Ho conosciuto molti bambini di tre anni che hanno fatto un adattamento molto veloce alla ricca realtà della piscina, con tempi d’inserimento brevi, con buoni risultati sia in ambito acquatico che relazionale. Quei bambini che tutti abbiamo visto in piscina: solari, comunicativi, con immediata disponibilità al movimento e alla relazione.

Ho visto altrettanti bambini con poca propensione alla conoscenza di ambienti nuovi e particolari, come può risultare la piscina nei primi giorni di frequenza; e soprattutto con grandi difficoltà nel momento di intrecciare nuove relazioni con un insegnante e con nuovi compagni.

Cosa fare con tutti questi bambini (tanti!) che probabilmente avranno molta difficoltà nell’adattarsi al nuovo? Alcuni ce la faranno; altri si perderanno per strada o forse ci penserà la famiglia a riprovare più avanti …

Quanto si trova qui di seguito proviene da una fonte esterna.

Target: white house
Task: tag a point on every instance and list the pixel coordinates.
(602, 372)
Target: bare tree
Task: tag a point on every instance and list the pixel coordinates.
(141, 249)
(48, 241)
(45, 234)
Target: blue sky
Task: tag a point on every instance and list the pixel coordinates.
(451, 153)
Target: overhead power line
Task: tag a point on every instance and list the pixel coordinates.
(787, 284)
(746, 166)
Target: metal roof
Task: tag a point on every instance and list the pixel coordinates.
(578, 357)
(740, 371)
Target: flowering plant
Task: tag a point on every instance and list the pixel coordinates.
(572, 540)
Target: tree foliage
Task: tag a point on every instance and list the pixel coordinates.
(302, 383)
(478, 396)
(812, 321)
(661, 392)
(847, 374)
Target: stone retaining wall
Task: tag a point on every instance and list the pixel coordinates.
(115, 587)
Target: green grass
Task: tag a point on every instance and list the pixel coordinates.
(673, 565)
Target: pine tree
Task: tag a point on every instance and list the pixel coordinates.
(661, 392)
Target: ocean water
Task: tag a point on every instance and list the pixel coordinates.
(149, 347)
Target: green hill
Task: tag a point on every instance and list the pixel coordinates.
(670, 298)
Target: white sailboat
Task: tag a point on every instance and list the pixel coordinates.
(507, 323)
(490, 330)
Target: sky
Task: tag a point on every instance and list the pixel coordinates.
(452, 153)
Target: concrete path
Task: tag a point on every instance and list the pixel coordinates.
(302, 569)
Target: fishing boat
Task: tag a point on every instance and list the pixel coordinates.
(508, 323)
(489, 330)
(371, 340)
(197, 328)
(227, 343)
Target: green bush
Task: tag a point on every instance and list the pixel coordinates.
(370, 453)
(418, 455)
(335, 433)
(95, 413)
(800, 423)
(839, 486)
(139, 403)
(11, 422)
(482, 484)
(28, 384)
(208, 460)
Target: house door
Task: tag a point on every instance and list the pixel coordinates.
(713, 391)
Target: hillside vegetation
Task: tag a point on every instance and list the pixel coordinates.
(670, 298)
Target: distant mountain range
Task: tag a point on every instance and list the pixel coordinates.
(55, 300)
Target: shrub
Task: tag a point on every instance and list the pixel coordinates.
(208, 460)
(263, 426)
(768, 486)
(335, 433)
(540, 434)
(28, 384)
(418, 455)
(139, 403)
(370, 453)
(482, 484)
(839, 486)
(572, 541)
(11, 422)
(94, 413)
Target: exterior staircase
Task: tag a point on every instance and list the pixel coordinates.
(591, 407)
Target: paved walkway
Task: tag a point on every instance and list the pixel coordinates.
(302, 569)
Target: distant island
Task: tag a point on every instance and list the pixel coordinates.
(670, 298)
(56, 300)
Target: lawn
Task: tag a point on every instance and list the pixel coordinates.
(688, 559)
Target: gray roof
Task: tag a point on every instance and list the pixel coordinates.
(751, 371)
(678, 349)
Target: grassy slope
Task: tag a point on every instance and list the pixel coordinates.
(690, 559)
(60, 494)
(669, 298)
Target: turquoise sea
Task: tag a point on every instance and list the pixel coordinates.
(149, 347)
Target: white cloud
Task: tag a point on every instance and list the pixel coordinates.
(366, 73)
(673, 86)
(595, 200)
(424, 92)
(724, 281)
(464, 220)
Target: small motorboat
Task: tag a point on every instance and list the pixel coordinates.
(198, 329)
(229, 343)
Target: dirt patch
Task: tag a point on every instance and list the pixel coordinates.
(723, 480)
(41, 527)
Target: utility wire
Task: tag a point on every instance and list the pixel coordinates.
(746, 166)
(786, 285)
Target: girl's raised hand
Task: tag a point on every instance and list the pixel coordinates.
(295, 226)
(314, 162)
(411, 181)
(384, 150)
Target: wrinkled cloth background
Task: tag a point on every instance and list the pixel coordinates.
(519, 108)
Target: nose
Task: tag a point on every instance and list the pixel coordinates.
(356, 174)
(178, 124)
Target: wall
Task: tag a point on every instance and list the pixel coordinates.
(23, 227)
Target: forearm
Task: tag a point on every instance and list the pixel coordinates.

Ritengo che la pratica sportiva acquatica, proposta con una didattica adeguata, dagli inizi della vita, sia un’opportunità immensa per l’arricchimento del bagaglio di esperienze a tutto campo (psicomotorio, relazionale, sociale) del bambino che cresce, si evolve e si adatta alla realtà.

La nostra attività acquatica è la prima disciplina in assoluto che una bambino ha la possibilità di provare e frequentare. La posta in gioco è molto grande!. Il senso di responsabilità dell’organizzazione della scuola acquatica di fronte al bambino e alla sua famiglia, nel presentare proposte ricche, attraenti, utili dal punto de vista della crescita, del risultato e della continuità dell’attività, deve essere altrettanto grande. Bisogna pensare a TUTTI i bambini che si avvicineranno e fare in modo di non dedicarsi solamente a quelli di più semplice gestione.

Tornando al bambino con difficoltà d’inserimento e tenendo conto della premessa, sono convinto che il corso di acquagiocando vada incontro a queste difficoltà, che senz’altro sono reali; non sono il frutto di capricci o di testardaggine del bambino; di solito sono vere difficoltà di adattamento che richiedono un accompagnamento, un sostegno, un’attesa diversi da quelli messi in atto per il resto del gruppo.

Un percorso indicato a tutti i genitori che desiserano quindi continuare a GIOCARE insieme al proprio figlio per prepararlo gradualmente all’ inserimento nel Corso di Ambientamento.

Ricordiamoci che i tre anni restano oggi un momento di grande sensibilità nel bambino della famiglia tipo. Tutti sappiamo che, per ragioni lavorative, ci si vede poco in famiglia. Per tanti di questi bambini questo terzo anno coincide, dovuto all’inserimento nella scuola materna, con il primo vero stacco dalla famiglia allargata (genitori, nonni, zie, tate) e non poche volte queste prime separazioni sono tutt’altro che serene e felici. In questi casi, essere ancora una volta lasciato in piscina in compagnia di professionisti probabilmente affettuosi, ma pur sempre estranei al nucleo famigliare, non aiuterà a ritrovare l’equilibrio ricercato.

Sono convinto che sia imprescindibile rendere l’accoglienza di questi bambini, che iniziano la loro avventura da soli con il gruppo e l’istruttore, molto più adatta alle loro esigenze e che nei primi periodi di questo passaggio ci si debba preoccupare di più delle questioni riguardanti la relazione e il benessere generale del bambino piuttosto che di questioni tecniche acquatiche come scivolate, tuffi o le prime bracciate. Una volta “sistemate” le prime, le altre troveranno la strada in discesa e sarà molto più semplice proporre attività attinenti al nuoto e che allo stesso tempo siano gradite e cercate dagli stessi bambini.